Nova Scotia’s government introduced a coastal protection bill this week. The coastline above is in Hants County. - Ryan Taplin
Nova Scotia’s government introduced a coastal protection bill this week. The coastline above is in Hants County. - Ryan Taplin

The provincial government’s coastal protection bill, introduced this week, is all about adapting to climate change.

Most of the attention to date, here and elsewhere, has been on mitigating, or limiting, climate change, which for rational humans means choking off its source by cutting greenhouse gas (GHG) emissions. The people who think about this stuff most and best tell us that — to hold off the worst — those emissions need to be reduced by a lot, and fast.

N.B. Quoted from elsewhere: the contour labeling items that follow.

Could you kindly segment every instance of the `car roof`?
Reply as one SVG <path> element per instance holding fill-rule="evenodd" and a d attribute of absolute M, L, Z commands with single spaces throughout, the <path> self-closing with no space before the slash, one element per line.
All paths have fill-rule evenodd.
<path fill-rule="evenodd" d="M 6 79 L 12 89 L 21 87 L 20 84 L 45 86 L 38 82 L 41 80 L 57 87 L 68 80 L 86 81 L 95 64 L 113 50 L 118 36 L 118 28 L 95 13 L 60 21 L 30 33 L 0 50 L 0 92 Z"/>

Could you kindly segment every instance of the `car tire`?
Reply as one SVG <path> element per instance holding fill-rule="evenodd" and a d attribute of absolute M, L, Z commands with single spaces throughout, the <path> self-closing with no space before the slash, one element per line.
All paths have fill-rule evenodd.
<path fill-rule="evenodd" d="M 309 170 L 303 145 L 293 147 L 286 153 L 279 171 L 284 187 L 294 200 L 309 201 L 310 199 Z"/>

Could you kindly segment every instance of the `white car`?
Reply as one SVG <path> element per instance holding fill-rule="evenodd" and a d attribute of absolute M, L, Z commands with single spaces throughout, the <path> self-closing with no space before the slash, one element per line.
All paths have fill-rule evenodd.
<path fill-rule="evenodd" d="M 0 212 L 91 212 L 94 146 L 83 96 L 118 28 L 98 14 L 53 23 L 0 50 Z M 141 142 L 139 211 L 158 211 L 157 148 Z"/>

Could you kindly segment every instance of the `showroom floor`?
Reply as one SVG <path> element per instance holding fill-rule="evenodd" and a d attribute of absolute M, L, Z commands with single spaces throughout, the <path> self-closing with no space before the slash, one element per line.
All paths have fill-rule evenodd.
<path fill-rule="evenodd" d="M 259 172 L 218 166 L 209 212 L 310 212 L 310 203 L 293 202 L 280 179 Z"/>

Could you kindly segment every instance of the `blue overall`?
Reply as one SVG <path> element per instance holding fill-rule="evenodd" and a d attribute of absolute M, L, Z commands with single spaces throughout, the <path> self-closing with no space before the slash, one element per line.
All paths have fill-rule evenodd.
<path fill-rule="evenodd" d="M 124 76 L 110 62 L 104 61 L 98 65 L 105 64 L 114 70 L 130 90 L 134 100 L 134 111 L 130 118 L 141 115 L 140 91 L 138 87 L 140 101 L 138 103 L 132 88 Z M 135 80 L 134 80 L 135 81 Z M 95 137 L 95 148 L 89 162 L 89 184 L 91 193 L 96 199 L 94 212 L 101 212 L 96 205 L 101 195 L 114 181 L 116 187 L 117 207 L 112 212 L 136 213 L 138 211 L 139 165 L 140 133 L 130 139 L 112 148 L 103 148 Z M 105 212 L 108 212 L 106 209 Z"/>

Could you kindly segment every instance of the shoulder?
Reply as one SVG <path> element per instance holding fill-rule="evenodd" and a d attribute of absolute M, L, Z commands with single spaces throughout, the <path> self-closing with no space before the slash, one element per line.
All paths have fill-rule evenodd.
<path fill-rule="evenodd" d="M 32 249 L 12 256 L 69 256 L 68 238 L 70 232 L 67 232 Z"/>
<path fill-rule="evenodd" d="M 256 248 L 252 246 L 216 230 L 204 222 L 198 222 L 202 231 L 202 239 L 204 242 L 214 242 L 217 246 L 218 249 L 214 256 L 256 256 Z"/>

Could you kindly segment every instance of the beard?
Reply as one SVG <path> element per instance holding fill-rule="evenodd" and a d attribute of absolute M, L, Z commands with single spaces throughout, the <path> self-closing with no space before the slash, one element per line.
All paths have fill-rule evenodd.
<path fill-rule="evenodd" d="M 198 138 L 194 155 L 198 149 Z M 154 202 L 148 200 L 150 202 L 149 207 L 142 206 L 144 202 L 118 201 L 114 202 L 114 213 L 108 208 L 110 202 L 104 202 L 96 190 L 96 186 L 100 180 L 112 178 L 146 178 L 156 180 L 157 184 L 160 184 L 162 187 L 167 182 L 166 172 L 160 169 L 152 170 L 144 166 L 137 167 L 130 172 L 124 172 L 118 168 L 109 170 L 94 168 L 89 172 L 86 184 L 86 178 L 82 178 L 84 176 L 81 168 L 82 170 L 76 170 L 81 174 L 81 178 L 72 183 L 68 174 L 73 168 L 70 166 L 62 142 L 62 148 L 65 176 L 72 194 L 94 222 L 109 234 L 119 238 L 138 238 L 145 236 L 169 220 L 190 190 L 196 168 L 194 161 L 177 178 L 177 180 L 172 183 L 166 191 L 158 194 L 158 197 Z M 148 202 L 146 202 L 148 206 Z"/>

In Nova Scotia, efforts to cut GHG emissions will continue but, as the coastal protection act states:

“Given the inevitability of relative sea-level rise, coastal flooding, storm surge and coastal erosion and their related impacts on the province,” it’s high time to get ready for the deluge. When the act becomes law, it will basically ban building on the province’s coast. There are limited exceptions and existing structures are grandfathered.

The protected coastal zone is defined as all land to the high-water mark, and an unspecified — in the legislation — amount of dry land beyond the high-water mark. How wide that landward strip is, or becomes, will be established by regulation.

With the coastal protection act, the provincial government brought in the kind of law that holds sway among many climate scientists and environmental law scholars, who say protection of sensitive natural areas is more urgent than ever as the world prepares for decades, if not centuries, of climatic uncertainty.

Those same scholars also counsel flexibility in laws designed to help us adapt to the changes a warming planet will deliver, because “we are moving along a somewhat unpredictable path to an as yet unpredictable final destination,” according to Florida State law professor and the school’s associate dean of environmental programs, Robin Kundis Craig.

The Nova Scotia legislation is prescriptive in its prohibition of future man-made imposition on the province’s coast, but it leaves the details to regulations, so that present and future governments can mould the law to fit whatever climatic chaos occurs.

Climate change is on us, and the early results are a mix of the anticipated and the unforeseen. For instance, the mountain pine beetle’s precipitous spread due to milder winters came as a bit of a surprise, but the shrubs blooming where Arctic tundra once held the ground didn’t, although the tundra’s retreat was faster than many scientists expected.

The global scientific community did its job. It alerted the world to the existential threat posed by climate change and, perhaps naively, expected the world’s political leadership to act accordingly and with the required dispatch to save the planet as a livable space. So far, the response from global political leaders has been uneven and therefore collectively quite dangerous.

We know there will be changes in the climate, we know the world will be warmer, we know extreme weather will be more frequent and more severe. We are also told to expect the unexpected.

The same scientists and legal scholars that would give Nova Scotia high marks for the coastal protection act would likely tell the province to up its game when it comes to other environmental protections.

Many vital ecosystems are already under stress from man-made intrusions not related to climate change. If those eco-systems are to survive and adapt to climate change, they need to be as healthy and resilient as possible.

Scientists argue the “stressors” on ecosystems should be minimized so those systems are more capable of adapting to whatever vagaries climate change throws their way.

In Nova Scotia, for example, the environmental assessment of Northern Pulp’s plan to pump treated effluent into the Northumberland strait will be decided by applying criteria that do not consider the combined stress on the Strait’s ecosystems of the effluent and the changing climate. It can’t be done, because there’s no way to know what kind of stress climate change will place on those systems, or if they will be able to adapt effectively to multiple stressors.

Climate change is a certainty. So is its source — man-made pollution in the atmosphere. Its impacts are less certain. It seems only prudent the ecosystems we and the rest of planet’s life depend on be made, or kept, as resilient as possible.